# Taking out references to "the Son of God" in bible translations among Muslims



## Pergamum (Nov 15, 2011)

In Pursuit of a Faithful Witness - Reformation21


Above is linked yet another article about this disturbing trend in missiology and bible translation among Muslims of downplaying the Sonship of Jesus Christ.

Unfortunately, many finely trained linguists with SIL and other evangelical mission orgs are also poor theologians (I could name names.....and wonder if their supporting churches know what they are doing in the name of missions)....




Here is also an article from a missionary I greatly respect Roger Dixon, "_Identity Theft: Retheologizing the Son of God"_ where he takes the missions community to task over this issue (he has received much criticism for this, but I believe he is on the right side).


NSM KnowledgeBase - #19985 - Identity Theft: Retheologizing the Son of God

He says, in part (an extract):





> John Piper has correctly identified that the central issue in radical contextualization for Muslim groups is the theology of the person and work of Jesus (2006, 16-17). The Bible is written to reveal the identity of Jesus and the Church is founded on this truth alone.
> 
> Jesus' IDENTITY
> Concern with personal identity has been around for a long time. We know from extensive biblical references to genealogies that identity was important for people in Palestine. It seems conclusive that people wanted to have their families correctly identified. Matthew 1 shows that Jesus’ identity was very important to the biblical writers. ......
> ...






If your churches support missionaries to the Muslim world, examine what they are actually doing on the field. There are a lot of bad trends and I have seen many with my own eyes.


----------



## J. Dean (Nov 15, 2011)

If what you say is true, then this is compromising the gospel in a serious and dangerous manner.


----------



## Covenant Joel (Nov 15, 2011)

In October, the PCA study committee on insider movements and translations was formed: byFaith Magazine - PCA News - Study Committee on Insider Movements Appointed

I know or have spoken with a few of the men on the committee, and I will be very interested to see the report that comes out of the committee.


----------



## Pergamum (Nov 15, 2011)

Yes, there seems (finally) to be happening a backlash...though the hyper-contextualizers still get a disproportionate amount of "air-time" in evangelical missionary mags and their proponents are often highly placed. All the more reason why solidly reformed churches ought to be training up and sending out their people to the mission field in greater numbers and trying to get teaching positions in missiology at even the evangelical missionary schools.


----------



## JoannaV (Nov 18, 2011)

Pergamum said:


> If your churches support missionaries to the Muslim world, examine what they are actually doing on the field.



Prepare to be examined ¬¬


----------



## Moireach (Nov 18, 2011)

Wow. Evangelical Christianity is shrinking.


----------



## bpkantor (Nov 18, 2011)

Downplaying (either changing or refusing to talk about Jesus' Sonship) is more common than I think many would like to admit amongst Muslims. I think that the key is not to try and beat around the bush or change the theology, but to explain clearly the theology of the trinity and how it relates to the gospel and our forgiveness. As I understand it, most Muslims find a problem with Jesus' Sonship simply because the Qu'ran says so, and they think of it in far too human terms.


----------



## Moireach (Nov 18, 2011)

bpkantor said:


> Downplaying (either changing or refusing to talk about Jesus' Sonship) is more common than I think many would like to admit amongst Muslims. I think that the key is not to try and beat around the bush or change the theology, but to explain clearly the theology of the trinity and how it relates to the gospel and our forgiveness. As I understand it, most Muslims find a problem with Jesus' Sonship simply because the Qu'ran says so, and they think of it in far too human terms.

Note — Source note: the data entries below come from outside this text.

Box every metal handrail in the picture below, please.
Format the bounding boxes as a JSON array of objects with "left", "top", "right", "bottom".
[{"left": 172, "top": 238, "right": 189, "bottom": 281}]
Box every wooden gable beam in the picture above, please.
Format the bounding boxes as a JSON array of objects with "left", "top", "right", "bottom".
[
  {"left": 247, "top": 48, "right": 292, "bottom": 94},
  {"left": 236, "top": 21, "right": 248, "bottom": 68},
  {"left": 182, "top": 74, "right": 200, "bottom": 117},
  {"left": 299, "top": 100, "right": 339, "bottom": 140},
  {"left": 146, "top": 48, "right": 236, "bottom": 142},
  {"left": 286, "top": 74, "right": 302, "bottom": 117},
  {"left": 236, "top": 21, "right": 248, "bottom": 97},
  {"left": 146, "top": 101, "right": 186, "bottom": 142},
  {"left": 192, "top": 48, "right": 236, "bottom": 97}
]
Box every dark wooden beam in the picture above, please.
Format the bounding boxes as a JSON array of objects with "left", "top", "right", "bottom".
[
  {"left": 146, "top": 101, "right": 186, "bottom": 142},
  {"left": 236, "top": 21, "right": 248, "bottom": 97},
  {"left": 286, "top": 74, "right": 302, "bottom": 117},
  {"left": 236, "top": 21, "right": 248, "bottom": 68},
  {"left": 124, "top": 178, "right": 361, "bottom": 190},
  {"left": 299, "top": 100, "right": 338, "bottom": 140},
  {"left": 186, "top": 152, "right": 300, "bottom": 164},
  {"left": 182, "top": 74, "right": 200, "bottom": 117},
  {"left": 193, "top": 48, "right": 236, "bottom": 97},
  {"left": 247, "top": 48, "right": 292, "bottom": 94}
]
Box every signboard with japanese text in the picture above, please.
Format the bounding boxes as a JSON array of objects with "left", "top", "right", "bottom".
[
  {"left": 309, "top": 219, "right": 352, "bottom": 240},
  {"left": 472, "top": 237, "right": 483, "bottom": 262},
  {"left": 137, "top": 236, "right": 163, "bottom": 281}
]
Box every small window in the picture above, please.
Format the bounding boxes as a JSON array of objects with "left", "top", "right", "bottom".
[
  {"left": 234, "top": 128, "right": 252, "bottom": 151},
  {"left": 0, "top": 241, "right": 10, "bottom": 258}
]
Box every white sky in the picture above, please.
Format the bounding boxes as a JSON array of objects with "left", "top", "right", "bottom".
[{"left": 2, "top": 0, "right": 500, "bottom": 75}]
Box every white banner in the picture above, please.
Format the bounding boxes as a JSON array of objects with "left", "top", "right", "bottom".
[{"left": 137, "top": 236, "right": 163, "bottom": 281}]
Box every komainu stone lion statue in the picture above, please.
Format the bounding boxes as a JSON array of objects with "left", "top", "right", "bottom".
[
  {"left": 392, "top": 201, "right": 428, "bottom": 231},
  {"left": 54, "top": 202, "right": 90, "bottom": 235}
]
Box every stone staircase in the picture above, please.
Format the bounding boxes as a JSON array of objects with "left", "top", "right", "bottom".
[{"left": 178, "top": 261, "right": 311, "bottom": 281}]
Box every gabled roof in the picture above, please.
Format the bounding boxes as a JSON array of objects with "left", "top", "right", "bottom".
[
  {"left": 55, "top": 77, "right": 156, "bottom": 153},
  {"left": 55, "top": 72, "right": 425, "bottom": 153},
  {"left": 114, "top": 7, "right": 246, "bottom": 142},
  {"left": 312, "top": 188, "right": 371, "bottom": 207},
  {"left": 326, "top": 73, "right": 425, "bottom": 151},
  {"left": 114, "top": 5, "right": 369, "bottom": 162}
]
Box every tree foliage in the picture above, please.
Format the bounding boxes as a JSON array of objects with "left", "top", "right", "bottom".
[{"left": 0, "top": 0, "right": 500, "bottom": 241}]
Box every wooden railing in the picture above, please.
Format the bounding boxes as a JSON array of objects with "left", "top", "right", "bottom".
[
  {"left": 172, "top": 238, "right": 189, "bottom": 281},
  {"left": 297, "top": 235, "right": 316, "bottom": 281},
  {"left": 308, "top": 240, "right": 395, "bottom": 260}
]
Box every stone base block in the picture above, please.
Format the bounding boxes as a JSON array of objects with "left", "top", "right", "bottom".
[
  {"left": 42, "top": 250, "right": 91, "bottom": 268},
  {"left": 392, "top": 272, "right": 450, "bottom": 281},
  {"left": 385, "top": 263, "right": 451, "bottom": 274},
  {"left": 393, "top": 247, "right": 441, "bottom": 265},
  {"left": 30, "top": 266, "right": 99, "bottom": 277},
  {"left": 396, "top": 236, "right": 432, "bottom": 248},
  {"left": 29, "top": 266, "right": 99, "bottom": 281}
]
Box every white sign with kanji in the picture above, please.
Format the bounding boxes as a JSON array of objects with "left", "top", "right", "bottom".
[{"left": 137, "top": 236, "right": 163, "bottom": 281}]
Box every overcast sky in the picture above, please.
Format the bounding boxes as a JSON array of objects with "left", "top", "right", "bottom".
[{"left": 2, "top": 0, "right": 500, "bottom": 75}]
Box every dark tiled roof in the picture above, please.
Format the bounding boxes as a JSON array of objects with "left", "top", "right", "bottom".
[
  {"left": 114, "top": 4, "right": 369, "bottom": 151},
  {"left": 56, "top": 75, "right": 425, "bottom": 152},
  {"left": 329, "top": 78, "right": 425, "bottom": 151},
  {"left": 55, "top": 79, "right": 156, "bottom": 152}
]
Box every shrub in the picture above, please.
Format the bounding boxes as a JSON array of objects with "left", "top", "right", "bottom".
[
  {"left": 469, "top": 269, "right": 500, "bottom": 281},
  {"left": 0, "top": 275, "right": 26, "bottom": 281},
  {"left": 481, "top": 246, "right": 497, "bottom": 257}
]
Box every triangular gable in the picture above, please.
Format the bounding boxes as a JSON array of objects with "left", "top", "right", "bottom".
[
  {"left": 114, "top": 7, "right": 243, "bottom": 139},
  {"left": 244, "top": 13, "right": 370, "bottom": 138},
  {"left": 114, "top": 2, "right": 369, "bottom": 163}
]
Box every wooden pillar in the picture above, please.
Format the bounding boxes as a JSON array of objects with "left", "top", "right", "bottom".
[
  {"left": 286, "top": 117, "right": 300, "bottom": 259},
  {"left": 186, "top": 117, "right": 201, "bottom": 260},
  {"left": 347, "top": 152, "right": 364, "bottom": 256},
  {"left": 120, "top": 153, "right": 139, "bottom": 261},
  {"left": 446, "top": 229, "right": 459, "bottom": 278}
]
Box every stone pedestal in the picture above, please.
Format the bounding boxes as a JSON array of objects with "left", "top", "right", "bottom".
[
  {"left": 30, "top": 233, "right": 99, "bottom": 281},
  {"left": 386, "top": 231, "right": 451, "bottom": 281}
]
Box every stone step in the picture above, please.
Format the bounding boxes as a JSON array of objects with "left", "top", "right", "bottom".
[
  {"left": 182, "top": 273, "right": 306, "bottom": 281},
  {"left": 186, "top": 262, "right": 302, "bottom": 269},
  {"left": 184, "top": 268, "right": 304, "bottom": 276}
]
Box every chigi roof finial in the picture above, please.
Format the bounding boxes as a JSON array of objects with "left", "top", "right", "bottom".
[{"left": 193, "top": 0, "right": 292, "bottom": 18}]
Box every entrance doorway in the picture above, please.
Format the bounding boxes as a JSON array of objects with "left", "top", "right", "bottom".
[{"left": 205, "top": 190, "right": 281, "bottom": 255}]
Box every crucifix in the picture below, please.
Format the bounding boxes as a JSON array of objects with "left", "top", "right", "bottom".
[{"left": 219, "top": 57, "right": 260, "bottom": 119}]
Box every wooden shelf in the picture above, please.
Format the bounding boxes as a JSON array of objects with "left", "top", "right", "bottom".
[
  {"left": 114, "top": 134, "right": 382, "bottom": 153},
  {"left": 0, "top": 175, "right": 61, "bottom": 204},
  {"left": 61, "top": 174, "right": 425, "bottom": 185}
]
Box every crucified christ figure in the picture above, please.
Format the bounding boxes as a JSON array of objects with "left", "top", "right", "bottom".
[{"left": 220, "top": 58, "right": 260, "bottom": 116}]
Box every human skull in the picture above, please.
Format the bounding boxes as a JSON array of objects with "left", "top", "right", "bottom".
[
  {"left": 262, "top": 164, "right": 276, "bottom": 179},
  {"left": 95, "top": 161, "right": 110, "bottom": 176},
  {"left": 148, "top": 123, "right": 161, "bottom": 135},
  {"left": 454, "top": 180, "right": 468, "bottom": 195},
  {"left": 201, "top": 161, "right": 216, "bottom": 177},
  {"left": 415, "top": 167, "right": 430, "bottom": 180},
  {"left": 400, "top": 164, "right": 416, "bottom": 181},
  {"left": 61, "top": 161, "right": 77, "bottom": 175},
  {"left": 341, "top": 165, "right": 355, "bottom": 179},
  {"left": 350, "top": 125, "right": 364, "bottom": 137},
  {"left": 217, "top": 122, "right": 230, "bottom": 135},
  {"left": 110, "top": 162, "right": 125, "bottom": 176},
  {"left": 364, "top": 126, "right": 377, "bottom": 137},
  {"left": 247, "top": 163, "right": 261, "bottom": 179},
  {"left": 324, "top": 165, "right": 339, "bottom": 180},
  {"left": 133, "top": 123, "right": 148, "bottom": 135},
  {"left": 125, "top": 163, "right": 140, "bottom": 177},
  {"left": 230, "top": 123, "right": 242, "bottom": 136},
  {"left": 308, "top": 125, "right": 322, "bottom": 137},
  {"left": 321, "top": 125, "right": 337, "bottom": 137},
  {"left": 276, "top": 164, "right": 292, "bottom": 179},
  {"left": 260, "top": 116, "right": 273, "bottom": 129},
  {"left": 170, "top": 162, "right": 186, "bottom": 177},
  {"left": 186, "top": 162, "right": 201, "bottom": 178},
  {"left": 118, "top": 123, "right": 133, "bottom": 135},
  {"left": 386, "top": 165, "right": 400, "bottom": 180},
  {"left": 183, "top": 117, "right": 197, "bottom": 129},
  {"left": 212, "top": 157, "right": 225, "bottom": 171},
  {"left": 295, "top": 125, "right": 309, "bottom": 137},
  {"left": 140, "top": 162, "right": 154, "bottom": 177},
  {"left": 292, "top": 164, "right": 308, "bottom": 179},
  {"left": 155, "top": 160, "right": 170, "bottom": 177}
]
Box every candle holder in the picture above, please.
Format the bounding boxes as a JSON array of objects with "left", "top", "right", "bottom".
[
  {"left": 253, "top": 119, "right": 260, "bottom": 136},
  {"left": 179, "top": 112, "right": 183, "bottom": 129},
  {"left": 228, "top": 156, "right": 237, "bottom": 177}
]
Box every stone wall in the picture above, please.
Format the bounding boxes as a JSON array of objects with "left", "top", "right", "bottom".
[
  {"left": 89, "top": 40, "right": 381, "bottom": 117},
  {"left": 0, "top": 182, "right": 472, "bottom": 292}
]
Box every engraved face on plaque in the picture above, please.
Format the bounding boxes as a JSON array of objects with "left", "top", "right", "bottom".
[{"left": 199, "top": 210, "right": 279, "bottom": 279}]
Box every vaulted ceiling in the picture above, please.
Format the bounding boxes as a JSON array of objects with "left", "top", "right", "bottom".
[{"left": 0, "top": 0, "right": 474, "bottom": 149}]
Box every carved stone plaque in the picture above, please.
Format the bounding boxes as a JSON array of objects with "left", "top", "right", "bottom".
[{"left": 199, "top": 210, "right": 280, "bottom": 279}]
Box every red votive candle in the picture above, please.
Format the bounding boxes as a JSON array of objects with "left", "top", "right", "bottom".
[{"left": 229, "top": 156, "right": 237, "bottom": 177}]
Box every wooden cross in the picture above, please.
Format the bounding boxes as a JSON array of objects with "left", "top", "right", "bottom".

Absolutely. Isn't this the problem we're having across the board? Rather than explain God's righteous judgment, they cease to teach it and paint this picture of a lovey dovey God who loves all as much as each other etc etc and it confuses the world so much that they conclude the whole thing is nonsense.


----------



## O'GodHowGreatThouArt (Nov 18, 2011)

Christ spoke of Angels among people who did not believe in Angels (Sadduces), and Angels were real and of Truth. 

So why should we remove references to Christ as the Son of God to reach people who do not believe in Christ being the Son of God?


----------



## Pergamum (Nov 18, 2011)

JoannaV said:


> Pergamum said:
> 
> 
> > If your churches support missionaries to the Muslim world, examine what they are actually doing on the field.
> ...



I'm focused on tribals....so I get a free pass, right?


----------